Would it make sense to buy a $5 cup of coffee with ethereum? Consider this: $5 worth of ethereum may be worth $5 at the time of the transaction, but by the time you’ve received your coffee, that $5 could be worth $3, $6, or another value significantly further away from $5.
To address this issue, the crypto industry created a unique type of cryptocurrency called stablecoins. FIDD (short for Fidelity Digital Dollar) is one of the newer stablecoins on the market. Let’s explore how it works and examine the potential advantages and disadvantages of using it.
What is FIDD and how does it work?
FIDD is a cryptocurrency that’s issued and backed by Fidelity Digital Assets, NA (a subsidiary of Fidelity Investments®, which has been an active participant in the crypto space since 2014, and currently supports the Fidelity Crypto® platform).
Like other stablecoins, FIDD’s value is “pegged” (meaning “tied”) to another asset—in this case, the US dollar. It’s a 1:1 peg with the US dollar, which means it aims to always have 1 FIDD equal $1. This allows it to be used for transactions without the worry that its value will fluctuate after the transaction is completed.
FIDD is fully collateralized, which means for every unit of FIDD in circulation, Fidelity Digital Assets, NA also holds at least $1 in its reserves (which can be held in the form of cash, US Treasurys, or other liquid assets). Stablecoins that are fully or overcollateralized (meaning they hold more than $1 for every unit of stablecoin in circulation) may be more likely to maintain their peg, which is important, as losing a peg could result in a stablecoin’s collapse.
FIDD’s collateralization mix makes it a mostly fiat-backed stablecoin. This contrasts with other stablecoins, which may hold their reserves in assets like gold (commodity-backed) and other cryptocurrencies (crypto-backed). Some stablecoins are algorithmic, meaning their supply and demand characteristics are determined by a computer algorithm. FIDD does not fall under this category.

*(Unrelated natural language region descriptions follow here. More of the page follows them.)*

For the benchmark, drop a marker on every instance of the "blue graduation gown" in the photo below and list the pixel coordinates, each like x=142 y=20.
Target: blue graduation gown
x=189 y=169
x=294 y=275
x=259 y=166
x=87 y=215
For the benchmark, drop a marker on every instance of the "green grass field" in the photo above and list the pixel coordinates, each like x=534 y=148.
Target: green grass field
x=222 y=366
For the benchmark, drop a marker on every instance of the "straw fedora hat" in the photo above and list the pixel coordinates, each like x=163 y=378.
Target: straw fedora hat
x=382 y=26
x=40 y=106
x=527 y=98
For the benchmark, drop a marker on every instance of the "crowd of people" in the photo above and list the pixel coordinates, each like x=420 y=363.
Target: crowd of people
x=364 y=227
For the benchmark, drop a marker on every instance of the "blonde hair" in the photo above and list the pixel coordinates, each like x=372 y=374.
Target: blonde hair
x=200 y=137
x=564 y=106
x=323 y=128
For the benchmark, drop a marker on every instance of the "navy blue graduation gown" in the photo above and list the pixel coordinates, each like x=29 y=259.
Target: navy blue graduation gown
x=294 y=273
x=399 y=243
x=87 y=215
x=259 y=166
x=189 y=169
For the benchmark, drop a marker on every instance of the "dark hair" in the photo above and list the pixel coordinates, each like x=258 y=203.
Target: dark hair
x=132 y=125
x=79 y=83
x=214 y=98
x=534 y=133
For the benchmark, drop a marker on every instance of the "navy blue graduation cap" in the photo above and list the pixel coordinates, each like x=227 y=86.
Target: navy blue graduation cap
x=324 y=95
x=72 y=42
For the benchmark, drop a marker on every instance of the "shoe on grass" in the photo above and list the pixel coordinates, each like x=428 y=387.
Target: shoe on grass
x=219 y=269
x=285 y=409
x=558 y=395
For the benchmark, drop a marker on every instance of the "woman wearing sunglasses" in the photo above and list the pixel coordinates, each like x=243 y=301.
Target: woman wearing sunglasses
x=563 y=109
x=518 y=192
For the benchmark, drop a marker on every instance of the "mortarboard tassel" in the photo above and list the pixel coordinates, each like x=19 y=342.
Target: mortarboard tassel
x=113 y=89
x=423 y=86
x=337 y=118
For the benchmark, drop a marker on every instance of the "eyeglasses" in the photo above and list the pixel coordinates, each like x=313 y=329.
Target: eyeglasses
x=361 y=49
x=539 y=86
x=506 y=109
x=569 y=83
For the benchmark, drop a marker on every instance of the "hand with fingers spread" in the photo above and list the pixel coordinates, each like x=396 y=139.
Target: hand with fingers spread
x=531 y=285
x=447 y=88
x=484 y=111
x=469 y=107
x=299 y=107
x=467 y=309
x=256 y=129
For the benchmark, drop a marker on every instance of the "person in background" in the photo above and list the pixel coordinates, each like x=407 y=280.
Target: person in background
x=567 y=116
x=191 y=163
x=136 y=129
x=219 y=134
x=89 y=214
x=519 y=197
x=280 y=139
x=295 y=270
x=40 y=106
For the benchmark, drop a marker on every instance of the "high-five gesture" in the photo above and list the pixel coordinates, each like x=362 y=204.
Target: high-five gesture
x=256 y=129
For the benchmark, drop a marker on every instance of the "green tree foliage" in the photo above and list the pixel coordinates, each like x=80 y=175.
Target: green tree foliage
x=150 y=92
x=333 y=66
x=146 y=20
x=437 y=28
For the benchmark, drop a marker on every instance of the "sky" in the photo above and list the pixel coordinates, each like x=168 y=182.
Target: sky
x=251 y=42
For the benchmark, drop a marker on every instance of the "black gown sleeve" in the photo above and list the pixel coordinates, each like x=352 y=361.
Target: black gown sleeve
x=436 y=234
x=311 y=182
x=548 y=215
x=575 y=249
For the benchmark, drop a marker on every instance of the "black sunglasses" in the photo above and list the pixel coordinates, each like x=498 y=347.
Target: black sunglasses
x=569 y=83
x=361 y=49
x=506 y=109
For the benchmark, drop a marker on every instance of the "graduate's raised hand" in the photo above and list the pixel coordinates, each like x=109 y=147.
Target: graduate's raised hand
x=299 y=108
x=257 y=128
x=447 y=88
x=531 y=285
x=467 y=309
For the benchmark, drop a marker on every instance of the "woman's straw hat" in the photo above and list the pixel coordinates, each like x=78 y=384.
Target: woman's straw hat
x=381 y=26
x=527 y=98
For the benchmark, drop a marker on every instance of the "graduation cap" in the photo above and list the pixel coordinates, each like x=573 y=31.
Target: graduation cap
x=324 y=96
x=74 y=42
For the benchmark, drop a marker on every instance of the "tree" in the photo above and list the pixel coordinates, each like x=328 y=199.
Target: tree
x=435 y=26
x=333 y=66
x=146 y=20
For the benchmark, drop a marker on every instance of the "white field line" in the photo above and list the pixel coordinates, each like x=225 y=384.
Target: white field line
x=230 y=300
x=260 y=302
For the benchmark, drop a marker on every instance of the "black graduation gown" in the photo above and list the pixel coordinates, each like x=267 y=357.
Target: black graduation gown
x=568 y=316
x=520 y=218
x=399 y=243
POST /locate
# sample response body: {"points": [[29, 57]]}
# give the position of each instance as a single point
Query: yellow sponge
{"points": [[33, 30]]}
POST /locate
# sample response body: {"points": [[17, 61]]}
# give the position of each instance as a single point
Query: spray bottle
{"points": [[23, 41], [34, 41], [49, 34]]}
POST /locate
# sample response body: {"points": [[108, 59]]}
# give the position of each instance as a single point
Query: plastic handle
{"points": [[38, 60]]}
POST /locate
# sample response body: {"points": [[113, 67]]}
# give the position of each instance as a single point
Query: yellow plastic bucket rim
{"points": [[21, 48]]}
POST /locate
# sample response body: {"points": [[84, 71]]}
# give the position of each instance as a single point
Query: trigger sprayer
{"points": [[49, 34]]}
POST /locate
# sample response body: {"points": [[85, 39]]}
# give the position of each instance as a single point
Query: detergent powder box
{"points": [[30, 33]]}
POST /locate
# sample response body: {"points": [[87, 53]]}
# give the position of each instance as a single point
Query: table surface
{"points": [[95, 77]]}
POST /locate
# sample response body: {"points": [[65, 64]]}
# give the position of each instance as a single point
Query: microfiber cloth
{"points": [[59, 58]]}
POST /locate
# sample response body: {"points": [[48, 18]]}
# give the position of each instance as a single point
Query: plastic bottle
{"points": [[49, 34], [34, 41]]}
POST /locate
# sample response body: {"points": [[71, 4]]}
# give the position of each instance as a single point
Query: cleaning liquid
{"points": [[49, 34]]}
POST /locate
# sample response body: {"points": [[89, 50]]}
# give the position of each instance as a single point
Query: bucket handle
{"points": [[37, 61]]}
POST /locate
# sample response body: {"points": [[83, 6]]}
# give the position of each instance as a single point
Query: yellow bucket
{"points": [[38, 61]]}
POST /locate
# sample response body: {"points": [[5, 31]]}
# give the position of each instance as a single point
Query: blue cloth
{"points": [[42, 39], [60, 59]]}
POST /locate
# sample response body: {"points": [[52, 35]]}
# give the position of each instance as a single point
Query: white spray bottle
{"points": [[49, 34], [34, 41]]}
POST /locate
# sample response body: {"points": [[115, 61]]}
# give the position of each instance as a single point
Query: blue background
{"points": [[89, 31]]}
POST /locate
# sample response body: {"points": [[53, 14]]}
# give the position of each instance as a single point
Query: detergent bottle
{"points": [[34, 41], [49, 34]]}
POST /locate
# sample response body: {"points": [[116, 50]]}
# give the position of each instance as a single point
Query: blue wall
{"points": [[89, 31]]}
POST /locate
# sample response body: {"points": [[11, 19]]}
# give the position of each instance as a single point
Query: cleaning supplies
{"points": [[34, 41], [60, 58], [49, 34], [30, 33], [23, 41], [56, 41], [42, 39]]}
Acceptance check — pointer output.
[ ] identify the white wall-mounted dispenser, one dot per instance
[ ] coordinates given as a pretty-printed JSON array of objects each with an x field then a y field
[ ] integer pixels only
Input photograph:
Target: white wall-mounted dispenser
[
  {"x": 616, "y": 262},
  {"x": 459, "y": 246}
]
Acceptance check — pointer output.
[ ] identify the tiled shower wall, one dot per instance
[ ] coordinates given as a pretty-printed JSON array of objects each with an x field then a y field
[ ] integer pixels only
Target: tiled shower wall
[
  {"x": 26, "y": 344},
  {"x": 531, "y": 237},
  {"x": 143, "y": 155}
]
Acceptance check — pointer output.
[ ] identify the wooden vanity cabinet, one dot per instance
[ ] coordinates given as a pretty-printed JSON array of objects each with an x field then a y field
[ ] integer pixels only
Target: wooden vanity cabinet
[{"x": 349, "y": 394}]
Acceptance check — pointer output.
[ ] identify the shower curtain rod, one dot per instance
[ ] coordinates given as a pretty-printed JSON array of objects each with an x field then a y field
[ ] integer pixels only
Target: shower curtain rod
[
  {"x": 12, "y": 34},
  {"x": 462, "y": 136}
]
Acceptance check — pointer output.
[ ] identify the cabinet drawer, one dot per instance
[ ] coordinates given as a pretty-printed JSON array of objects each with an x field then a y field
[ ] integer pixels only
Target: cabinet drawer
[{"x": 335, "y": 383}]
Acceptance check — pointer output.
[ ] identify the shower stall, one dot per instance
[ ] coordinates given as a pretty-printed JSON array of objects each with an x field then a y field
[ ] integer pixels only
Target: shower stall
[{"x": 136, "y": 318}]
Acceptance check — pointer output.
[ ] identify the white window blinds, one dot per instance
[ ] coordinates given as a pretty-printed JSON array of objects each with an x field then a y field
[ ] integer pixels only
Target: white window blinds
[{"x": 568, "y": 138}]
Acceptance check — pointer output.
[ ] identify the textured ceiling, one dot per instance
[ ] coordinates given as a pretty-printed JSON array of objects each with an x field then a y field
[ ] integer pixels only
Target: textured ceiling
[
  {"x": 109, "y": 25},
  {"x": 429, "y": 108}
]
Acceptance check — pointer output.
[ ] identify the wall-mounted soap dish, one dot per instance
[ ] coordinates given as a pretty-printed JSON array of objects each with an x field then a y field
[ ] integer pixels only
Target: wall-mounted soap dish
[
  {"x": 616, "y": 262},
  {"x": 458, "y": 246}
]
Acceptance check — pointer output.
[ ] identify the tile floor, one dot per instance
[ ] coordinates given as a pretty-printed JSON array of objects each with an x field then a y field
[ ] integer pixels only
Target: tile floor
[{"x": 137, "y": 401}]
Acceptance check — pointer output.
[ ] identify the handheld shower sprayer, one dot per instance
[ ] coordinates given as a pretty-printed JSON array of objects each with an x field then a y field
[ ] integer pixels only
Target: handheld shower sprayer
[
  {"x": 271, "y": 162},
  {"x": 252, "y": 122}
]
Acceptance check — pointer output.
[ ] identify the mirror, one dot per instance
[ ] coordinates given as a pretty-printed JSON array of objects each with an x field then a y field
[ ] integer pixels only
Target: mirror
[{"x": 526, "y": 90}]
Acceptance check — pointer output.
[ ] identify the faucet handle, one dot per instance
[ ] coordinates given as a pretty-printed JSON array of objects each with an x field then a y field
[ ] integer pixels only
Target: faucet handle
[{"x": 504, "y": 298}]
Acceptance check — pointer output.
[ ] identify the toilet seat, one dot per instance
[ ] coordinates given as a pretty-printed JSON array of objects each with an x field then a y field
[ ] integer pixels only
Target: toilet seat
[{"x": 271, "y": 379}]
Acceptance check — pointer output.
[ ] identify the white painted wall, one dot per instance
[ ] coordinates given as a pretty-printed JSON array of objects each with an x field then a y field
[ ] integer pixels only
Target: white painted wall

Potential advantages of using the FIDD stablecoin
So why not just use US dollars instead of FIDD stablecoins?
- Runs on the Ethereum blockchain. Stablecoins run on blockchains, which crypto supporters believe provide greater security, accessibility, cost efficiency, and speed compared to some traditional transactional routes like bank transfers. FIDD runs on the Ethereum network’s blockchain, which is currently the largest cryptocurrency blockchain based on TVL (total value locked). A higher TVL can signify better liquidity and improve the trust users have in its reliability.
- May make it more convenient to trade and transact in crypto ecosystems. Those who want to use DeFi platforms may find it slow, expensive, and inconvenient to convert dollars into crypto, and vice versa. FIDD attempts to bridge this gap by making it seamless to transfer dollars to stablecoins to crypto (and vice versa) through near-instant transactions.
- FIDD operates under a full-service model, unlike other stablecoins. FIDD’s purchases, redemptions, reserve asset management, coin issuance, and other functions are supported by Fidelity businesses. FIDD's reserve reports are prepared by Fidelity Digital Assets, NA on a monthly basis in accordance with American Institute of Certified Public Accountants (AICPA) standards. FIDD also aims to provide full transparency by self-disclosing its circulating supply and reserve net asset value at the close of every business day.
Potential disadvantages of using the FIDD stablecoin
- Comes with certain risks. As with any stablecoin, users should consider the possibility that it can lose its peg, as mentioned earlier. In the event this does occur, the consequences are uncertain and could result in users losing their assets. While proper collateralization and auditing may make this scenario unlikely, it’s prudent to be aware of the possibility.
- Operated by a centralized organization. If the Fidelity businesses that support FIDD experience volatility with their finances or operations, or fail to properly maintain its reserves, the stablecoin may be negatively impacted.
- Could experience network congestion. FIDD runs on the Ethereum blockchain, which, as mentioned earlier, is currently the largest crypto blockchain by TVL. While this may help make Ethereum reliable to its proponents, it can also be prone to network congestion (i.e., when too many users try to use the blockchain at once). This can result in slow transaction times and high network fees, which may in turn impact how easy it is to use FIDD.
What to consider when buying FIDD
FIDD allows users to hold value and transact with a stablecoin supported by Fidelity businesses. However, keep in mind that some of the same risks that apply to other stablecoins may also apply to FIDD.
As with any digital asset, note that crypto and crypto-related assets may be more susceptible to market manipulation than securities, and crypto holders don't benefit from the same regulatory protections applicable to registered securities.
The future regulatory environment for crypto is currently uncertain, and crypto is not insured by the Federal Deposit Insurance Corporation (FDIC) or the Securities Investor Protection Corporation (SIPC), or any other government agency, and is not an obligation of any bank.
In light of these factors, consider limiting any stablecoin holdings to an amount you can afford to lose.